The Magic Of Communal Experience

During the Sydney 2000 Olympics, over 6.5 million people watched both the opening and closing ceremonies live. Isn’t that mental? The only TV event that has had even comparable ratings in Australia since was the wedding of Prince William and Kate Middleton in 2011. It’s still the third and fourth highest rating TV events in Australia. The games is one of those rare TV event that appeals to every demographic.

Despite the expanse of TV channels/streaming services and the endless ocean of content to wade through, television still generates water cooler conversations through consensus shows, like Game of Thrones. But there aren’t that many programs now which you can assume that every member of your family has watched, which is a big change from twenty years ago. Discussing the advent of Breaking Bad for Grantland, TV critic Andy Greenwald wrote about the appeal of this ‘everyone is watching’ feeling: “We were all swigging from the same water cooler, trading the same outlandish theories… Here, finally, was the television experience the internet had promised us: at once intimate and expansive, private and shared.”

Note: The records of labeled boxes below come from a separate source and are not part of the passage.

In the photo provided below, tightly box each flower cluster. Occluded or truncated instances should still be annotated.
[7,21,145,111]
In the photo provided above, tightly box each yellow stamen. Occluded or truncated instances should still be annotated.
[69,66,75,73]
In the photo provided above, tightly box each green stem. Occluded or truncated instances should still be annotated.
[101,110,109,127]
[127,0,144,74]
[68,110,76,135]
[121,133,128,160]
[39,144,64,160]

The shared experience of watching television with other people is very important (did the Red Wedding happen if you couldn’t talk about it on Facebook?). It’s related to the reason why people still go to the movies, even with an abundance of screens available to us at home — watching stuff with other people is usually more fun! Knowing people are having the same tactile moment as you is fun! Therein lies the appeal of the Olympics.

The fact that the Olympics bring together so many nations for a thing that is not just globally understood, but is globally enjoyed, is still incredible. How many events are able to capture the imagination and interest of the entire world? A huge reason to get excited about the games was the idea that you were watching something at the same time as millions of other people across the world; you’re having a totally dramatic, communal experience that you only got every four years. Then, we got Facebook. And Twitter. And suddenly, the idea that in Melbourne we could watch something at the same time as a grandmother in Texas or a teenager in Dublin didn’t seem as special.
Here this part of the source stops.